Let's use the UK as an example. If you're going to produce your own audio tape, take it seriously. The fact that you have a successful leader explaining the opportunity is all well and good in the US, but an American accent might cause the British to doubt the applicability of your program to the UK. If possible, use an British voice-over, and have a local person introduce or interview the leader. Your audio cassette should contain all of the basic information, including what sort of strategic plan the company has.
It's especially valuable to mention what kind of support will be available. A constant European concern is that Americans will come over, get something started, then leave. Therefore, it's paramount to convey that there will be a support structure, and show how that support will work. Also, communicate that you understand the structure is going to change, since European culture is different. Europeans appreciate that you are culturally aware and understand the differences.

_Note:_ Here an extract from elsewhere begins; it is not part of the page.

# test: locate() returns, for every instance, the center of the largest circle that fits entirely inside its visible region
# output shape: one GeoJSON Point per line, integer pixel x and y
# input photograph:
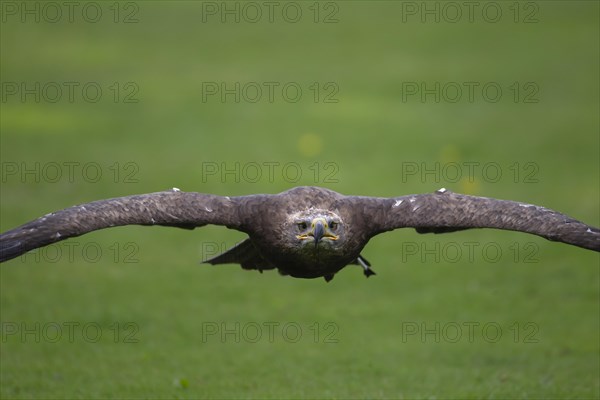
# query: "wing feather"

Start talking: Talk to everyone to find out who they know in a targeted country. You'll be surprised at how many people you'll find. Use a simple opener, such as, "Hey, John, our company is expanding, and there is going to be a tremendous opportunity in Europe. Do you have any friends or family who would like to be among the first people involved or might be interested?"
Advertise: As far as prospecting people in the UK, and indeed in most of Europe, you will not find as many opportunity newspapers and magazines as in America. A number of newspapers, however, do in fact carry opportunity advertisements. One such paper is the British Sunday Times, the most popular broad sheet newspaper.
Schedule appointments: An important tip is to find out who in your upline is going to help spearhead the expansion. Then find out their schedule. Book appointments with your contacts so that they can talk to your upline face to face, and one on one.
Mentoring is crucial: One-page coaching sheets are useful for monitoring how well new Networkers are learning the program. Communicate with them regularly, by fax or email, and let them know it is your job to find out how they're doing and support them in any way possible.
Go down the list, point by point. Check off the areas that have been covered, and focus your conversation on those areas which seem unclear. Too many people waste time with polite conversation like, "Hi, how are you?" and don't spend enough time with the conversation, "How can I help you?"
As Network Marketers take the world by storm, a keen insight into the cultural and business differences can make the difference between large international organizations and a lot of wasted fax paper. Tea, anyone?